Jack Warner's call for a minimum wage of $20 per hour has largely gone unnoticed amidst all the hype and hyperbole of the election campaign. The fact that his call has been ignored either means that persons who should understand economics clearly don't, or that they have an agenda which effectively prohibits a discussion of what ought to be important economic issues except for those which those "experts" deem to be important. I will readily admit that there may be a third or even a fourth reason for the deafening silence, but for the life of me I can't think of one.

Mr. Warner's call for a higher minimum wage was/is a recognition that there is what might be called a "fairness deficit" in our society where the rich are getting richer and where more and more people ... especially the young ... are slipping backwards into poverty. Certainly, inflation has seen to it that in real terms most incomes ... especially at the lower end of the scale ... are effectively lower than they were a short ten or fifteen years ago. Most young people cannot afford the lifestyle that their parents had when they were their age.

Social mobility, which progressed in leaps and bounds in the sixties and seventies and even into the eighties is now "flat lining" and is in serious danger of going into reverse. Why are we so surprised at the rising rates in crime when we are effectively throwing so many young people on to the rubbish heap of life by failing to provide them with a good education, good job opportunities and the hope of a better and improved life style.
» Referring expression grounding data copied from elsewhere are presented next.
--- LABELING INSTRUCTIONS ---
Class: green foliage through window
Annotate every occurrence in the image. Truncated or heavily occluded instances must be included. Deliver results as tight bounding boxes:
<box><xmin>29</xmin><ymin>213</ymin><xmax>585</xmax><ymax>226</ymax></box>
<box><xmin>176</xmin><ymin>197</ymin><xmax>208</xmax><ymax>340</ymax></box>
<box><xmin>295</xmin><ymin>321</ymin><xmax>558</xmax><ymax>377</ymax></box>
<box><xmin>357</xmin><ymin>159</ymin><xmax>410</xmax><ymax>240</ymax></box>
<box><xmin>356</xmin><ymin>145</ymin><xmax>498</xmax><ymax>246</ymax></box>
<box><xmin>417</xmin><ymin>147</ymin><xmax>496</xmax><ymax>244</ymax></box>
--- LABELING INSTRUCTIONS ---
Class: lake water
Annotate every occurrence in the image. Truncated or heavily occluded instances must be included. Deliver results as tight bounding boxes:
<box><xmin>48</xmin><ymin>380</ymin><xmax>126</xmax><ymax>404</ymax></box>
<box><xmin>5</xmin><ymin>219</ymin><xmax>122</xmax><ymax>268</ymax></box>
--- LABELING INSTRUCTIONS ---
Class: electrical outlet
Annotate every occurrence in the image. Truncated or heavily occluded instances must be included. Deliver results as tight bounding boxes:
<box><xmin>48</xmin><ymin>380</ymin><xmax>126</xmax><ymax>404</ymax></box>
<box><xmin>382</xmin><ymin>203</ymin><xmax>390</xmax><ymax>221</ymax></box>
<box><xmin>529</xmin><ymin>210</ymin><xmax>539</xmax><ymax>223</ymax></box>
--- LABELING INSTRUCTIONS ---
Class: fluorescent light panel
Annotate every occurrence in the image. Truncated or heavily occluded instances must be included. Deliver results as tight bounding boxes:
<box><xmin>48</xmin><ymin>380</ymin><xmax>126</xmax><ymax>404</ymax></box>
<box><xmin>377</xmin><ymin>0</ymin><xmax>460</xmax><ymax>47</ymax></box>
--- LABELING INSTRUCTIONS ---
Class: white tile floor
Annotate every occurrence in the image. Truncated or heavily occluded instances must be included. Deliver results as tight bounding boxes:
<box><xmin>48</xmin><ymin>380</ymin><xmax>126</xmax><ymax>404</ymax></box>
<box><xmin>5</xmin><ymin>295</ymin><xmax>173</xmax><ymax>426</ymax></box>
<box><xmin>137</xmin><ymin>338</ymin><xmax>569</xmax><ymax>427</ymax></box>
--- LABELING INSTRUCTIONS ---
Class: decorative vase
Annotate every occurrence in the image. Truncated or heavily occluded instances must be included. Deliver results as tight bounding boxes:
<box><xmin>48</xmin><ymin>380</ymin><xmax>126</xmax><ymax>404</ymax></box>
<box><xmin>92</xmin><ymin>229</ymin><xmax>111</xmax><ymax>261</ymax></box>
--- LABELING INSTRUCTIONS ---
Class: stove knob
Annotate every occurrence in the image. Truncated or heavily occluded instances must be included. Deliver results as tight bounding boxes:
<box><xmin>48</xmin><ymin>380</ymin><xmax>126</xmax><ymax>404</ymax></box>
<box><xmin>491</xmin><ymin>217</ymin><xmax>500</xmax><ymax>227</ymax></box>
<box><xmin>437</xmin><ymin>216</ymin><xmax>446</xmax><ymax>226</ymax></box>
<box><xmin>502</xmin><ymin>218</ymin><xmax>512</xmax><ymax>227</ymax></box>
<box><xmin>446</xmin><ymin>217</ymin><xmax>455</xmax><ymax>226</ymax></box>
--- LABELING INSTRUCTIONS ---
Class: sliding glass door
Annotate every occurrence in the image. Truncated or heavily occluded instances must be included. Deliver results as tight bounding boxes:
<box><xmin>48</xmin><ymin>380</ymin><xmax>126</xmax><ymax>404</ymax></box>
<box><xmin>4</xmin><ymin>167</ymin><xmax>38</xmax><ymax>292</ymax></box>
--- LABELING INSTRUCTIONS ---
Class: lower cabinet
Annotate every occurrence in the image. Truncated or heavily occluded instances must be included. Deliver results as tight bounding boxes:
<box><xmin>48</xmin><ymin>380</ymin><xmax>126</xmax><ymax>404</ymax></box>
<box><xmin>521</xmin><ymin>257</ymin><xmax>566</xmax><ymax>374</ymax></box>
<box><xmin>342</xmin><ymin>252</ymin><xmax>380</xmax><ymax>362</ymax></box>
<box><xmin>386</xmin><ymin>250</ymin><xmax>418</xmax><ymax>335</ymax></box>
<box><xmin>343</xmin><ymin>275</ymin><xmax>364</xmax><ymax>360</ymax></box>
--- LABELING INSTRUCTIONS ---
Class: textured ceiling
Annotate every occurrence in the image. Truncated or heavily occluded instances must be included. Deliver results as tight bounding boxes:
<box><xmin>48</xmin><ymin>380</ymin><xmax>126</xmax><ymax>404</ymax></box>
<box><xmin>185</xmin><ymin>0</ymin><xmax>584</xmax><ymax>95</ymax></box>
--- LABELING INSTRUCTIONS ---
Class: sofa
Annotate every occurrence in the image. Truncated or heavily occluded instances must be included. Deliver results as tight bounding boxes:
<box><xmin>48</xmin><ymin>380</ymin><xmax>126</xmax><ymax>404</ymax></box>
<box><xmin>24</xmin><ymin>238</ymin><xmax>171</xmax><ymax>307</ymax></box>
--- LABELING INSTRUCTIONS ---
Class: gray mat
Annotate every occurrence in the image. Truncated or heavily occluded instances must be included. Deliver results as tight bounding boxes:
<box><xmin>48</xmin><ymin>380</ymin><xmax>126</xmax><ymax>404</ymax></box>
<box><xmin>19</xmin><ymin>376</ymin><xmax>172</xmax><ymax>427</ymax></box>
UWI, UTT and the employer class must all do more to help end long term youth unemployment by increasing learning and earning opportunities. No Government can do it alone. That is the reality. But a Government can and should provide the right business climate where these things happen. Employers, for example, can and should provide better pay, better opportunities, better training and career development. The universities should provide increased higher quality learning and earning opportunities for the young who should be expected to take up those opportunities or face the tough consequences.

The education system needs to be revised where the brighter children are helped and encouraged to do better. There should be a system of reward for those better teachers as well as consequences for those inefficient or incompetent teachers who for whatever reason simply aren't teaching their charges.

Upward social mobility ought to be our mantra. Mr. Warner's call for a higher minimum wage was an implicit recognition that poverty is becoming entrenched into our society. It was a recognition that there is a growing insecurity and a stalling mobility in our society that is far more widespread than has been recognized by our politicians and business leaders. The reality is that there are too many children in our society that are growing up who will have a lower living standard than that enjoyed by their parents. The nature of poverty has changed, and we as a society have failed to understand this.

We are not a fair society. We need to redouble our efforts to reduce our country's "fairness deficit". We are rapidly slipping back into becoming the kind of society we were before 1956 where one's birth determined one's fate. Mr. Warner's call for a $20 per hour minimum wage is an effort to try and create a more level playing field of opportunity. This lies at the core of what our nation's business ought to be. And instead of shooting the messenger it would be really nice if we started to pay attention to the message.